Принесли мы ее в избу, положили на лавку, а она и совсем разгорелась: лицо красное сделалось, от головы как от печи запышало. Вдруг открыла она глаза, установилась на нас и глядит.
– - Настюша, милая, -- говорит тетка Марина, -- худо тебе?
Ничего не сказала Настасья, только простонала да повернулась лицом к стене.
Стали щупать мы ее тело, чуем -- опять простывать стала… Вдруг ударило ее в дрожь, да в такую сильную. Стали мы ее одевать, на ноги валенки надели, шубой накрыли, под голову шубу положили, а ее все трясло.

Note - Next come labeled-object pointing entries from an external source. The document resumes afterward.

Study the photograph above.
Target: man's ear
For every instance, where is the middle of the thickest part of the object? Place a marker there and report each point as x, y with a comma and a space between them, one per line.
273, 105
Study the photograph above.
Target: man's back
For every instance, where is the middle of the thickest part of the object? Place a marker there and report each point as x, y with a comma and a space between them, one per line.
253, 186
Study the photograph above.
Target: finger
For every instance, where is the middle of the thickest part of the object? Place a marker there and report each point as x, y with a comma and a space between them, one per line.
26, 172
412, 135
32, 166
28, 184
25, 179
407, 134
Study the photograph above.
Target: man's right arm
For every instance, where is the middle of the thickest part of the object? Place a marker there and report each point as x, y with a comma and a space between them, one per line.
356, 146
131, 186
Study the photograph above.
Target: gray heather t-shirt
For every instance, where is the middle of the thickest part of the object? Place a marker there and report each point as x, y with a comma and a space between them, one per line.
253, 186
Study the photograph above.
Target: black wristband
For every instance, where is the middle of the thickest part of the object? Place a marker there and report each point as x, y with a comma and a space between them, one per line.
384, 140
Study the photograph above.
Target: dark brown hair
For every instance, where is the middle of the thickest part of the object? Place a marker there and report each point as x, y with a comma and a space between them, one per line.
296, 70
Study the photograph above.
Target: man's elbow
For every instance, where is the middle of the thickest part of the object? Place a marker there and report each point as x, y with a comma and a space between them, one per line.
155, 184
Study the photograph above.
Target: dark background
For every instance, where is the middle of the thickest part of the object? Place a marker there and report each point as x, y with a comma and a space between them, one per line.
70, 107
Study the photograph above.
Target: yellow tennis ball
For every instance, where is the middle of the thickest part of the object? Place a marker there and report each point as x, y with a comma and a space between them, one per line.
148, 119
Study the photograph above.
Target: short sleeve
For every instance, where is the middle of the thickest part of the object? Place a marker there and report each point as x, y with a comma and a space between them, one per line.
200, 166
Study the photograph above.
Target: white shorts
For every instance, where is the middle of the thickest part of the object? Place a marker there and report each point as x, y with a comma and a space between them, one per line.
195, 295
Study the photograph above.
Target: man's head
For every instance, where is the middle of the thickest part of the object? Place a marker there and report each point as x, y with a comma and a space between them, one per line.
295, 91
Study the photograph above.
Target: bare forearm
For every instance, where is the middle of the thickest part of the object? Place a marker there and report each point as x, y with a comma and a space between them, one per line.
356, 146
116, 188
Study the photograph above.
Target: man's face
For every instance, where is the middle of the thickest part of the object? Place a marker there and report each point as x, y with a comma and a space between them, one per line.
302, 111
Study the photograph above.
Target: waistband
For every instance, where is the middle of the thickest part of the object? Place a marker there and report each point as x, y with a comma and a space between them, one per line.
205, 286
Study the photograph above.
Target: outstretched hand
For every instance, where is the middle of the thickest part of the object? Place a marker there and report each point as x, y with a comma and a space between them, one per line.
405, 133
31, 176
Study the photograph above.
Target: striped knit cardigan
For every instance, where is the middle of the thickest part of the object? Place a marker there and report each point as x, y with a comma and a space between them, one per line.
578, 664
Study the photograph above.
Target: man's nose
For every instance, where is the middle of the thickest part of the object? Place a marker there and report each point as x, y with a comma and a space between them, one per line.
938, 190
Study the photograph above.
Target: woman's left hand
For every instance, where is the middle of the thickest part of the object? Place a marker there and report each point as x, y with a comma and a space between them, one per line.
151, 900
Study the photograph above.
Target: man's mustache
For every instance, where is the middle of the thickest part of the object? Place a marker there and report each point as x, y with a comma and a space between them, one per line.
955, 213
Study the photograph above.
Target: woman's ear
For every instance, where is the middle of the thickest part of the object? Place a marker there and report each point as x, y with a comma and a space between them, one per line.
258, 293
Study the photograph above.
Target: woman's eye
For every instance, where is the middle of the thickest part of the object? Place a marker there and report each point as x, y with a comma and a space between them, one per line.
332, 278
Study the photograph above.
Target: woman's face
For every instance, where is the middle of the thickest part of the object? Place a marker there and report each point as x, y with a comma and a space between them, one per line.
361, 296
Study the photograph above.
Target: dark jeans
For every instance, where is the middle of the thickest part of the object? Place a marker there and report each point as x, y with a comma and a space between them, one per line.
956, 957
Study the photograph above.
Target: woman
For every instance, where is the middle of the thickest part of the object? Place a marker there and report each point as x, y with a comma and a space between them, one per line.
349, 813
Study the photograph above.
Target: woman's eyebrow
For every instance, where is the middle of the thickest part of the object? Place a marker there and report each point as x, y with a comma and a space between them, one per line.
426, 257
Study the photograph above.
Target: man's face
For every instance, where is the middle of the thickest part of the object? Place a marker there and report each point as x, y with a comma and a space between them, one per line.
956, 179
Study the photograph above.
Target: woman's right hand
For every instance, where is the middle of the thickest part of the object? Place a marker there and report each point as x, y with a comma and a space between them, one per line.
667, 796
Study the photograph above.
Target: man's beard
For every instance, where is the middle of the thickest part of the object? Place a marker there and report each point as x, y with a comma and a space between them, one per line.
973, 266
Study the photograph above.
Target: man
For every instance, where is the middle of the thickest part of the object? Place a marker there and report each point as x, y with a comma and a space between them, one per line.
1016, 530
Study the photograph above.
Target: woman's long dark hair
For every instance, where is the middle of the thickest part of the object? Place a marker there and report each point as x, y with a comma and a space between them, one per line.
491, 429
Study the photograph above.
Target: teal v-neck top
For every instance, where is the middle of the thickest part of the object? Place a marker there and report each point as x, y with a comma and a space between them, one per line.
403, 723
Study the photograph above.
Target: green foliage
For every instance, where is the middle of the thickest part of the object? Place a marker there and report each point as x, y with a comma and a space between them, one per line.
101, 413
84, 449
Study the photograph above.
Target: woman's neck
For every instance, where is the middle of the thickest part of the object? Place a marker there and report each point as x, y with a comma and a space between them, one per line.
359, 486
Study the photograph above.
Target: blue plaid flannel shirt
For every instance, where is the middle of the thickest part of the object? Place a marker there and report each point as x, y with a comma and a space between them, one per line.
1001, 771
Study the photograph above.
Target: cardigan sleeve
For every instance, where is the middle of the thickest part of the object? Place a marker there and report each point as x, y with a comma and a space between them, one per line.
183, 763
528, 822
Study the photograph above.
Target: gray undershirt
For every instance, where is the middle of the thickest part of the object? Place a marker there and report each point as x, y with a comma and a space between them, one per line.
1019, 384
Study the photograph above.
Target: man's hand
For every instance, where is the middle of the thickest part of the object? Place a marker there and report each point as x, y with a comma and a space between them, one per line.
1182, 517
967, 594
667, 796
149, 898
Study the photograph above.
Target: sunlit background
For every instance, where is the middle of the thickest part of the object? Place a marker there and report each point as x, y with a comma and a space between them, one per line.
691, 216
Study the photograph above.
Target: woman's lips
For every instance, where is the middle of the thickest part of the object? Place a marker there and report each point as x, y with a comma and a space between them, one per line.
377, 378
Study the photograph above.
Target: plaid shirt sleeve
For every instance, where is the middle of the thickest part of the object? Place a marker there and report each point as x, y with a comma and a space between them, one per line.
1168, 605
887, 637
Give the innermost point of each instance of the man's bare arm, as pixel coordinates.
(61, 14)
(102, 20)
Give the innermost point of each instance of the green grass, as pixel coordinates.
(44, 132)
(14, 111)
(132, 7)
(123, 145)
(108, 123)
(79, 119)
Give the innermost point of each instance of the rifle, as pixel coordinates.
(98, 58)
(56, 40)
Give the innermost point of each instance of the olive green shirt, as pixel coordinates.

Согрели мы маленько Настасью, прошла дрожь у нее, вроде заснула она немного. Отошла я от нее, прилегла на лавку и тоже заснула и проспала до самого света…
Утром, только открыла глаза я, вижу: Настасью перенесли на долгую лавку и положили под божницу. В ногах ее сидит тетка Марина, а перед ней стоит дядя Василий. Не узнала я дядю Василья, с похмелья ли он был или ему так уж горько на дочь было глядеть, только был он совсем на себя не похож: лицо белое-белое, морщины на нем большие легли, много старше он стал, чем вчера был. Зашевелилась я, повернулся он ко мне; гляжу, а у него на глазах слезы стоят. Поняла я, что не с похмелья он такой и досадно мне стало. "Вот так, думаю, -- вчера мытарился как ни попало, а сегодня жалко стало. Эх, что это за народ такой безрассудный, мужики эти!"
Поглядела я на Настасью: лежит она, чуть дышит.
– - Что, ничего она не говорила? -- спрашиваю тетку Марину.
– - Нет, ничего, -- говорит.
Пошла я домой к себе.
После обеда опять пришла к Большениным. Настасья все так же лежала; к вечеру она было пришла в себя, да ненадолго; а ночью вступил в нее сильный жар: стала она бредить, метаться, ни отца, ни матери не узнает. Поняли все, что не отходить ее, стали понемногу готовиться к ее кончине.
X
На другой день я и домой не ходила, все около Настасьи была. Дядя Василий с теткой Мариной совсем с ног сбились от горя и ничего уж путем и сделать не могли. Отбились они от еды совсем. И Настасью-то жалко, и на них глядеть живот замирает.
А Настасья так переменилась… совсем не та девка: из лица осунулась, нос большой стал, глаза в ямах. То мечется она, то спокойнее сделается. Лежит, дышит, а в груди у нее переливается, словно оторвалось что. К обеду она вдруг очнулась, открыла глаза, долго-долго в потолок глядела, потом перевела их на меня и вздохнула.
– - Настя, -- говорю я, -- ну, как тебе? Нехорошо?
– - Нет, ничего, -- говорит тихонько Настасья.
– - Как ничего, -- говорю, -- на что ты похожа-то стала? Таких в гроб кладут.
– - И меня в гроб скоро положат.
– - С этих-то пор! -- говорю. -- Эх, Настя, жаль мне тебя! Жить бы нам с тобой да радоваться.
– - Что ж делать, -- говорит. -- Видно, такая доля моя.
– - Неужели тебе не тяжело умирать-то!
– - Нет. Мне лучше смерти и ждать нечего было бы. Куда я гожусь? Вековухой век мыкаться радости мало, а замуж идти -- чужой век заедать…
– - Зря ты так думаешь, -- говорю. -- Може, во какое счастье выпало бы.
– - Нет, потеряла я свое счастье. Потеряла, не воротить бы… Эх, Параша!